Сперва все были ошеломлены. Этьен остановился, топор выскользнул у него из рук. Маэ, Левак и остальные, забыв про лавку, обернулись к стене, по которой текла тонкая красная струйка. Крики прекратились, в наступающих сумерках водворилась тишина.
Но тут же возобновилось улюлюканье. Женщины бросились вперед, опьяненные видом крови.
— Значит, есть бог на небе! А, боров, вот и покончено с тобой!
Они окружили еще теплый труп, со смехом глумились над ним, обзывая грязным рылом размозженную голову покойника; несчастные, лишенные хлеба насущного люди изрыгали в лицо мертвеца свою застарелую злобу.
— Я должна тебе шестьдесят франков, на, получай, вор! — в бешенстве крикнула Маэ. — Теперь ты больше не откажешь мне в кредите… Погоди-ка! Погоди! Надо тебя еще откормить! Она обеими руками стала рыть землю и неистово запихивала ему в рот целые пригоршни.
— На, жри, жри!.. Ел нас поедом, а теперь жри сам!
Брань повисла в воздухе, а покойник, лежавший неподвижно на спине, уставился огромными глазами в небо, с которого спускалась ночь. Земля, которую Маэ втиснула ему в рот, была тем хлебом, в каком он ей отказал. И отныне он будет питаться только этим хлебом.
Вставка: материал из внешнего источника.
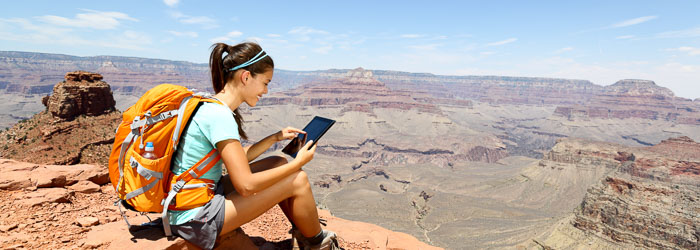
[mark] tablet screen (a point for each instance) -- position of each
(314, 130)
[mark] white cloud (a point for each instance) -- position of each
(624, 37)
(562, 50)
(692, 51)
(191, 34)
(102, 20)
(323, 50)
(228, 37)
(255, 39)
(204, 21)
(171, 3)
(425, 47)
(509, 40)
(304, 34)
(23, 30)
(693, 32)
(633, 21)
(412, 36)
(306, 31)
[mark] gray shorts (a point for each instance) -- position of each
(204, 228)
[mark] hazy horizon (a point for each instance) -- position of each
(602, 42)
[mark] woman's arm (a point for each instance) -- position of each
(258, 148)
(247, 183)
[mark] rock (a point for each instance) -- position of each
(16, 246)
(81, 93)
(15, 175)
(45, 195)
(376, 236)
(87, 221)
(60, 176)
(86, 187)
(6, 228)
(646, 198)
(115, 235)
(107, 189)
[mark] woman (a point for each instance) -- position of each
(239, 74)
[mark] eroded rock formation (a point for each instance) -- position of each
(77, 127)
(634, 99)
(651, 200)
(82, 93)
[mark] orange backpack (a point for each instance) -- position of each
(147, 185)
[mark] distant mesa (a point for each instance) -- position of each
(639, 87)
(81, 93)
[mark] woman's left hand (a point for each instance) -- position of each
(288, 133)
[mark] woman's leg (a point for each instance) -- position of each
(262, 165)
(294, 190)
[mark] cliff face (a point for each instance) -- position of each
(652, 199)
(76, 127)
(635, 99)
(358, 90)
Не принесло ему счастья, что он морил голодом бедняков.
Но женщинам нужно было мстить еще и еще. Они кружили вокруг трупа, подобно волчицам. Каждая стремилась надругаться над ним, облегчить душу какой-нибудь дикой выходкой.
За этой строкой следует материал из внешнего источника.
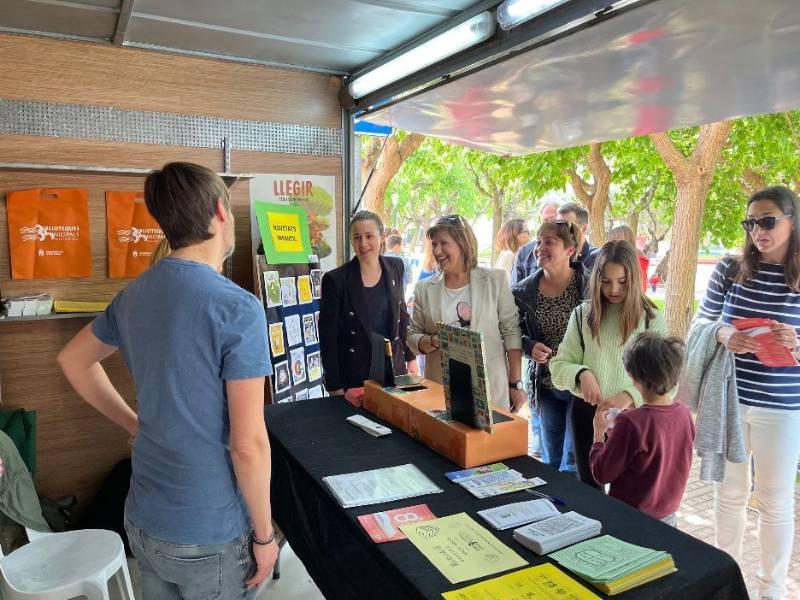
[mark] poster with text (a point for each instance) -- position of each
(316, 194)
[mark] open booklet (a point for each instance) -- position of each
(557, 532)
(772, 354)
(380, 485)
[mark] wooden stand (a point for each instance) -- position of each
(463, 445)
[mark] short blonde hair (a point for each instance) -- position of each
(457, 228)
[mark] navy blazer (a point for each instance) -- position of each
(345, 324)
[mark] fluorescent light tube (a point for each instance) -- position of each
(477, 29)
(513, 12)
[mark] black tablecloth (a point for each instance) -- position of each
(311, 439)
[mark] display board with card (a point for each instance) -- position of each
(291, 293)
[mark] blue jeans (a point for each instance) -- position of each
(189, 572)
(556, 429)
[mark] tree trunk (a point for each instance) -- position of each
(692, 176)
(594, 196)
(497, 220)
(394, 155)
(633, 223)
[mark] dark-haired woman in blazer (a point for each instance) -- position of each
(362, 304)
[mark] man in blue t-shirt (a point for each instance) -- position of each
(198, 513)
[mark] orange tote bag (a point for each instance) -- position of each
(48, 230)
(133, 234)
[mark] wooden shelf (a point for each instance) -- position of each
(50, 316)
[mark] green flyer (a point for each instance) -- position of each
(284, 233)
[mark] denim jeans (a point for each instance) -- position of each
(556, 430)
(190, 572)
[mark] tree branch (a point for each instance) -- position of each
(672, 157)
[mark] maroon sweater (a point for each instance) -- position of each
(647, 457)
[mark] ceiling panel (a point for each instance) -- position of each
(285, 51)
(95, 20)
(664, 65)
(332, 34)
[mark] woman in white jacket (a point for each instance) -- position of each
(464, 294)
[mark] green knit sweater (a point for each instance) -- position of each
(602, 356)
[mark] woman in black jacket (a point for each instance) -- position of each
(362, 304)
(545, 300)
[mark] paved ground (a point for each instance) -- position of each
(696, 518)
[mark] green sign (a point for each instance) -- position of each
(284, 233)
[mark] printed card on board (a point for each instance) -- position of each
(309, 329)
(276, 339)
(272, 288)
(314, 366)
(316, 283)
(304, 289)
(298, 365)
(282, 379)
(288, 291)
(294, 333)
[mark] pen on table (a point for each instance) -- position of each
(550, 497)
Раздался пронзительный голос Прожженной:
— Надо его выхолостить, как кота!
— Да, да! Как кота!.. Как кота!.. Слишком много гадостей творила эта сволочь!
Мукетта уже стаскивала с него штаны, жена Левака приподнимала ноги. А Прожженная своими сухими старушечьими руками ухватила мертвую плоть и, напрягая тощую спину, вырвала ее с усилием, от которого хрустнули кости. Отвисшая кожа не давалась сразу, старуха принималась за дело дважды и наконец подняла окровавленный волосатый кусок мяса, потрясая им г торжествующим смехом:
— Вот он, вот он!
Резкие голоса изрыгали проклятия, увидя отвратительный трофей.
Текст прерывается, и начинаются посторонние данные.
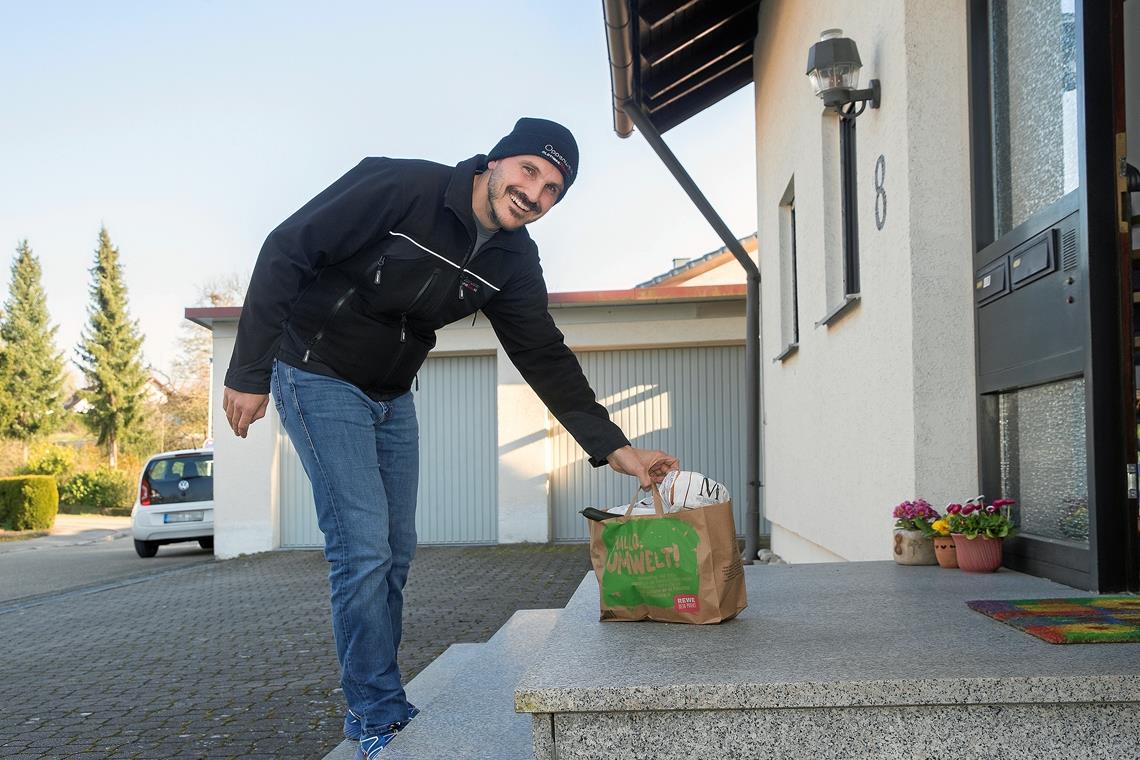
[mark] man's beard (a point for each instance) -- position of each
(496, 190)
— А, негодяй, не будешь больше брюхатить наших дочерей!
— Да, кончено, не будешь больше над нами издеваться и задирать бабам юбки в уплату за кусок хлеба.
— Слушай-ка, я должна тебе шесть франков, не хочешь ли получить задаток? Я согласна, если ты еще можешь!
Эта шутка вызвала свирепый хохот. Они показывали друг другу кровавый лоскут кожи, словно это был злобный зверь, от которого им приходилось так терпеть и которого они, наконец раздавили; и вот он неподвижен, он в их власти. Они плевали на него, они скалили зубы, повторяя с озлобленным презрением:
— Он ничего больше не может! Ничего!.. Он больше не мужчина, он никуда не годен… Пусть гниет в земле, куда его запрячут!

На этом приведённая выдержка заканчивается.